First, Task in .NET can be two completely different things. Delegate Tasks represent code that can run on some thread, using a TaskScheduler to determine where and how they run. Delegate Tasks were introduced with the original Task Parallel Library and are almost never used with asynchronous code. The other kind of Task is Promise Tasks. These are much more similar to Promise in JavaScript: they can represent anything - they're just an object that is either "not finished yet" or "finished with a result" or "finished with an error". Here's a contrast of the different state diagrams for the different kinds of tasks.

So, the first thing to recognize is that just like you don't "execute a Promise" in JavaScript, you don't "execute a (Promise) Task" in .NET. So asking what thread it runs on doesn't make sense, since they don't run anywhere.

However, both JS and C# have an async/await language construct that allows you to write more natural code to control promises. When the async method completes, the promise is completed; if the async method throws, the promise is faulted.

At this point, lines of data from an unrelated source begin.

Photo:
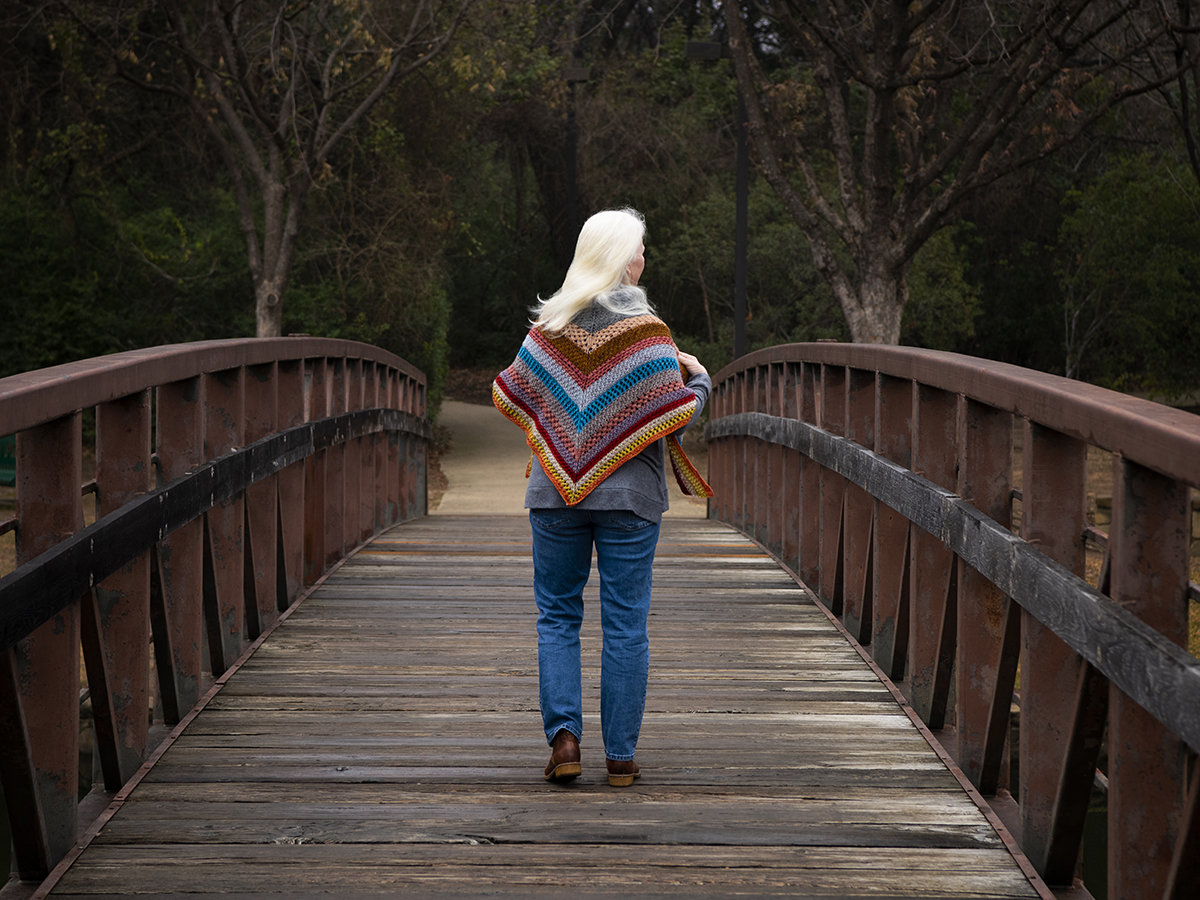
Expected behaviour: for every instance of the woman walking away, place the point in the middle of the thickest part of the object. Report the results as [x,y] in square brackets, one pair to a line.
[597,387]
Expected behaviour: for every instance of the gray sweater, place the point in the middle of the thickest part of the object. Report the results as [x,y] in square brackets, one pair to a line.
[639,485]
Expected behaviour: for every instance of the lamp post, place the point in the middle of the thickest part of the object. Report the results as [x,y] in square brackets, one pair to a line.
[709,49]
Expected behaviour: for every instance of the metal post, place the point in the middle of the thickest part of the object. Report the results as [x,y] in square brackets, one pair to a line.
[741,234]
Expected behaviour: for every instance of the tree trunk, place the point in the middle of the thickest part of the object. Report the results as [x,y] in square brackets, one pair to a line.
[874,306]
[268,309]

So the question then becomes: where does the code run that controls this promise?

In the JavaScript world, the answer is obvious: there is only one thread, so that is where the code runs. In the .NET world, the answer is a bit more complex. My async intro gives the core concepts: every async method begins executing synchronously, on the calling thread, just like any other method. When it yields due to an await, it will capture its "context". Then, when that async method is ready to resume after the await, it resumes within that "context".

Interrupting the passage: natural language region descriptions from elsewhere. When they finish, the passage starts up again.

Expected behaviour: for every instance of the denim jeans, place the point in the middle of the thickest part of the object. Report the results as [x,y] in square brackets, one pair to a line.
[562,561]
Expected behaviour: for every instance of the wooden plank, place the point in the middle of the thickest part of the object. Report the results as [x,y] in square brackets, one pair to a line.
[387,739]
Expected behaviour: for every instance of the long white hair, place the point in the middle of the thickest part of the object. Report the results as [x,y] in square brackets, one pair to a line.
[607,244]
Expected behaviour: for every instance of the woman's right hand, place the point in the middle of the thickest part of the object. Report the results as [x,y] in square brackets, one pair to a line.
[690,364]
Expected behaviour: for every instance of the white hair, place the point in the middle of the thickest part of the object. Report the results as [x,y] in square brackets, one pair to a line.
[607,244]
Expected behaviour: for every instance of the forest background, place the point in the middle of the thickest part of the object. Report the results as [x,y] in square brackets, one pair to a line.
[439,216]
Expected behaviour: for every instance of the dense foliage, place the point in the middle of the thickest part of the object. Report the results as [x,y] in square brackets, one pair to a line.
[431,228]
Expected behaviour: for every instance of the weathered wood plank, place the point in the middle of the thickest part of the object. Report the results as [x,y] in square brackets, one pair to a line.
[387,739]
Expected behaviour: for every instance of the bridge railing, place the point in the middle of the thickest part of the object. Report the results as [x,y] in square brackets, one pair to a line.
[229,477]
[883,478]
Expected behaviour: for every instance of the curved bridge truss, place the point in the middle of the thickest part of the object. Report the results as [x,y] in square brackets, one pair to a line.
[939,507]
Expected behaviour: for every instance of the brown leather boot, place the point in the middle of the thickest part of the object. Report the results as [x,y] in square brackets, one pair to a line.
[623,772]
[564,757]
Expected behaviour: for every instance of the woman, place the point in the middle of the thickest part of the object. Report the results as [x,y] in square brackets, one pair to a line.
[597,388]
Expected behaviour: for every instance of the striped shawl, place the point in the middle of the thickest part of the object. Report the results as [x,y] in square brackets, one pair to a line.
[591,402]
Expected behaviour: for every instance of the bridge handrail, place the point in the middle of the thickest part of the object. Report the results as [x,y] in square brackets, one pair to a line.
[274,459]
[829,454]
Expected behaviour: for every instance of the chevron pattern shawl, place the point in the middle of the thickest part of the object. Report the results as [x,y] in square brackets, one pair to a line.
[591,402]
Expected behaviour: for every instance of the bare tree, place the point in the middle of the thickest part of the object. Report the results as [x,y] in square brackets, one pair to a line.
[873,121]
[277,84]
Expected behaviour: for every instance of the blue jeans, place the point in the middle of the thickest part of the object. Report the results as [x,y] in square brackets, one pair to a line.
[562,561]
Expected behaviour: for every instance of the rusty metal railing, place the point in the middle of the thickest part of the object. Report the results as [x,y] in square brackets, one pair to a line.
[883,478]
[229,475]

The "context" is SynchronizationContext.Current, unless it is null, in which case the context is TaskScheduler.Current. In modern code, the "context" is usually either a GUI thread context (which always resumes on the GUI thread), or the thread pool context (which resumes on any available thread pool thread).

Should I be programming as if all my Tasks can run in any thread?

The code in your async methods can resume on a thread pool thread if it's called without a context.

Do I need to synchronize resource access between Tasks

Probably not. The async and await keywords are designed to allow easy writing of serial code. So there's no need to synchronize code before an await with code after an await; the code after the await will always run after the code before the await, even if it runs on a different thread. Also, await injects all necessary thread barriers, so there's no issues around out-of-order reads or anything like that.

However, if your code runs multiple async methods at the same time, and those methods share data, then that would need to be synchronized. I have a blog post that covers this kind of accidental implicit parallelism (at the end of the post). Generally speaking, asynchronous code encourages returning results rather than applying side effects, and as long as you do that, implicit parallelism is less of a problem.